À Marcel GOUZIL
Marcel, comme tu nous as quittés brusquement, ce dimanche du début de juillet dernier !

Au cours de notre amitié sans faille de plus de trente ans, confortée encore par l’alliance de nos enfants et la naissance de nos petites-filles, jamais tu ne m’aurais laissé exprimer l’affectueuse admiration que je te portais. La foule de tes amis, spontanément, y a souvent joint une grande reconnaissance.
Ici, Marcel, je voudrais témoigner.

Rassure-toi, j’entends faire court.

Il me faut dire qu’éducateur à la fois sensible – ô combien – et lucide dans ta riche curiosité, ton élan de militant t’a entraîné vers les activités généreuses de la pédagogie de progrès, celle de l’École Moderne avec Freinet, (qui te tenait en si bonne amitié, tout comme Elise), vers la coopération scolaire naturellement, vers l’action syndicale, vers les déshérités, les handicapés sociaux. N’est-ce pas, vous les anciens du Château d’Aux ? Souvent, tes pairs t’ont désigné pour les représenter au niveau des instances départementales, voire nationales, qu’il s’agisse du mouvement Freinet et de la coopération scolaire en particulier.

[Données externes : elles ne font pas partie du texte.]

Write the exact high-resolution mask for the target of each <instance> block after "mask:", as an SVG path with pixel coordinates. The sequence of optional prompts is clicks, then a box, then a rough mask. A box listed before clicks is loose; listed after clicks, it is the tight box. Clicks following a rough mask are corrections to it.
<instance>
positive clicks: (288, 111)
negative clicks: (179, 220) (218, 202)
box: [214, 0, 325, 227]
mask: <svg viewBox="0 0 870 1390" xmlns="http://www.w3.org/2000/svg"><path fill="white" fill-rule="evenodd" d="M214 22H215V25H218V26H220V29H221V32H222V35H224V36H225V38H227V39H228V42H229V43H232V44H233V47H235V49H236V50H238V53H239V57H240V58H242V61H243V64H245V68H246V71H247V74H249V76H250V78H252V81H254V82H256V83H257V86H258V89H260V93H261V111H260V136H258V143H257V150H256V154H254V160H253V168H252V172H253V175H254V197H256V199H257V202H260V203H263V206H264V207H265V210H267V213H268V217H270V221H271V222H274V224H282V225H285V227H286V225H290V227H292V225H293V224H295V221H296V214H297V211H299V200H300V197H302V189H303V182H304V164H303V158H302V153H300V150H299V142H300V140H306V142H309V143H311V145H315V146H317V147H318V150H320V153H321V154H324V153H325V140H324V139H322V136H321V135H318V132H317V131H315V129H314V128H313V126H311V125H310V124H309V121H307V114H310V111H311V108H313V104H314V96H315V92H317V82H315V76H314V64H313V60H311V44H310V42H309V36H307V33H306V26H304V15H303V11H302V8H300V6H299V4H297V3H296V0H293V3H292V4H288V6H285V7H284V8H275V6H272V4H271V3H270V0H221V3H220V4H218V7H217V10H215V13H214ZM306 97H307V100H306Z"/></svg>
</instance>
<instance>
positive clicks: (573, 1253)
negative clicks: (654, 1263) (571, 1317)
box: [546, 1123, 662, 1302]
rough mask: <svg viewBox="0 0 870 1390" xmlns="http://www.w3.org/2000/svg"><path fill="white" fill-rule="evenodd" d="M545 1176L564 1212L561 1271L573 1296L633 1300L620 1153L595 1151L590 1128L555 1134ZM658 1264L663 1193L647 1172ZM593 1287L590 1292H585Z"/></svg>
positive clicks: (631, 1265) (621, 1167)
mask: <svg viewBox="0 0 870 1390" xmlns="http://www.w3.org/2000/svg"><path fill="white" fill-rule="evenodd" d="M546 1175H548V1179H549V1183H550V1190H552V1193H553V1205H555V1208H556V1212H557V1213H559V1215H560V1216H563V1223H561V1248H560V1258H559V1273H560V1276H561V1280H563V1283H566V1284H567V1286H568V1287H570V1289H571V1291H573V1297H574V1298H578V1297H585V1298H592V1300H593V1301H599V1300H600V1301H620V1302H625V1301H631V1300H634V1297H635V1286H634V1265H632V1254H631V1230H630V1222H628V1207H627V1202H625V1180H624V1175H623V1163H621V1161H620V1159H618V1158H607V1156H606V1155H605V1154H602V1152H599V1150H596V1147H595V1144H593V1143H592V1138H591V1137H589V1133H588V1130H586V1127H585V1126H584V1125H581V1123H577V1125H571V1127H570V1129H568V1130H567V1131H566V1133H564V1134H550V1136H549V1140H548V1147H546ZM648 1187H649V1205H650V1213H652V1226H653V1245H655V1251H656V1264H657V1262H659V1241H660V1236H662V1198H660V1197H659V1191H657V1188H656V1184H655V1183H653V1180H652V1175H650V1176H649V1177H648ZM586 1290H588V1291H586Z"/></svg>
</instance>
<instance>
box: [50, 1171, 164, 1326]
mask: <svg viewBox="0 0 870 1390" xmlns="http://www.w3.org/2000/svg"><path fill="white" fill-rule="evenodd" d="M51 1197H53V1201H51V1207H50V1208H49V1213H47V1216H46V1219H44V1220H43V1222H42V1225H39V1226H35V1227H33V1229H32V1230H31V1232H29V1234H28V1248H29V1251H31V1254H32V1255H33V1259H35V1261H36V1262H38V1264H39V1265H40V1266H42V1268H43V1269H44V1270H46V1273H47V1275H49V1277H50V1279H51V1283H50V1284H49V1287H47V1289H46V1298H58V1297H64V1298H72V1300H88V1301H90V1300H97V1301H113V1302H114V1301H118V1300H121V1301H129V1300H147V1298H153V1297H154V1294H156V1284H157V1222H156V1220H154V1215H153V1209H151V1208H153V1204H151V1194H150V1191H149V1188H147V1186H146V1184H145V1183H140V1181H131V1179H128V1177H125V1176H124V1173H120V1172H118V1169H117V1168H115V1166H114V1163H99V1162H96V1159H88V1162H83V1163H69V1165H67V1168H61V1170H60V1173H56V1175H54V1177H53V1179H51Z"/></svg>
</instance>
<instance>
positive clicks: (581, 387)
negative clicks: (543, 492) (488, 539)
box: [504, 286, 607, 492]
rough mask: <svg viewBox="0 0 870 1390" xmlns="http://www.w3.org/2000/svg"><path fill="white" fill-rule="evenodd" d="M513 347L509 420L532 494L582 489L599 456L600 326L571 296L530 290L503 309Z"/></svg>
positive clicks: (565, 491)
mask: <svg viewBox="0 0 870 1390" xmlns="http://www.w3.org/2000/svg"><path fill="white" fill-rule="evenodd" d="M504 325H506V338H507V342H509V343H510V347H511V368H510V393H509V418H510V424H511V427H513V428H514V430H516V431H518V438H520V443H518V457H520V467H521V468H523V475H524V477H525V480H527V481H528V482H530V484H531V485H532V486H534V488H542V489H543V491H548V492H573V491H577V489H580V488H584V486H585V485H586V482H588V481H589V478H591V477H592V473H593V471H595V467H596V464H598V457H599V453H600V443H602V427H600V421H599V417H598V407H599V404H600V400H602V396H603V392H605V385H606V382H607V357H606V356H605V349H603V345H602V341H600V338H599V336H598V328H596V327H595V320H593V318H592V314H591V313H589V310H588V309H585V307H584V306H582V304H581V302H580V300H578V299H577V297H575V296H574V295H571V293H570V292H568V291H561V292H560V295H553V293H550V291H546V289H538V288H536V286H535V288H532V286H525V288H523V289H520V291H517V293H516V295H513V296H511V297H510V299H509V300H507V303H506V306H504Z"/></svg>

Toujours et partout, tes activités, appréciées comme authentiques, ont été servies par une personnalité profondément originale, d’une exemplaire solidité, d’une richesse de création, d’organisation, tout à fait exceptionnelles.

Organisateur de manifestations, de stages, de congrès départementaux, régionaux, nationaux et internationaux, tu as été un rassembleur de volontés que tu dynamisais en payant d’abord de ta personne.

Qui n’a conservé – parmi les participants – le souvenir éclatant du XIIIème Congrès de l’École Moderne de NANTES en 1957, suivi de notre expédition en Yougoslavie l’année suivante, celui des multiples stages « Freinet » au Château d’Aux depuis 1951 et des Congrès départementaux annuels des Petits Coopérateurs ?

Il suffisait que tu diriges – à ta façon – une manifestation, pour que le succès en soit assuré. Sans doute, seules Francine ta femme, et Claudine, ta fille, étaient en mesure d’apprécier l’énorme travail préliminaire personnel qu’avait exigé cette apparente souplesse élégante dans la réalisation.

Tu ne résumais pas là tes soins de rassemblement efficace.

Tes camarades de promotion n’ont jamais manqué de reconnaître en toi « l’Âme » de la « promo » depuis le temps déjà lointain de votre sortie de l’Ecole Normale de Savenay.

Grand travailleur, esprit curieux, chercheur obstiné, tu as abordé l’étude de certains chapitres de l’histoire sans craindre l’énormité des tâches de documentation. Mais tu n’aurais pu conserver seul les richesses que tu avais accumulées. Beaucoup peuvent se rappeler tes conférences sur la Yougoslavie, sur ta si chère « Commune de 1871 ». La suite des Brochures de Travail que tu as données à l’I.C.E.M. témoigne de la qualité pédagogique de tes efforts.

Rassembleur et créateur, tu l’as été pour la mise sur pied de l’indispensable association des Amis de Freinet. Elle compte les plus grands noms de la pédagogie et de la psychologie françaises et internationales, mêlés à ceux de bons camarades de l’I.C.E.M. et de la F.I.M.E.M. Il s’agit d’une association d’une importance considérable et d’un poids exceptionnels. Le mérite t’en revient complètement !

D’autres auraient été écrasés sous de telles charges. Tu les assumais, gaillardement, avec optimisme.

Il te revenait au surplus d’accueillir ceux qui, près de toi, cherchaient un secours moral. Ils trouvaient la résolution de la plupart de leurs problèmes en ta compagnie compréhensive. Ils trouvaient le calme.

Parmi tout cela, quelle place réservais-tu à ta famille ? La meilleur. Tu prenais, au sein de ton intimité familiale, la même dimension extraordinaire, aimante et aidante. Tu tenais une place énorme, celle de l’Homme solide sur qui il fait bon s’appuyer, de l’Homme d’expérience qui sait faire confiance à qui il aime, et dont il favorise l’épanouissement.

Fidèle aux tiens, fidèle à tes amis, fidèle à tes conceptions, courageux en toutes circonstances et d’une largeur d’esprit qui te permettait la discussion courtoise avec quiconque, tu as été, Marcel, un Homme de bonne volonté.

Il me fallait le dire. Pour ceux qui t’aiment, qui apprécient ton œuvre et conservent de toi l’image sincère de ce que tu as été, j’aurais dû être plus complet. Mais je t’avais promis de faire court.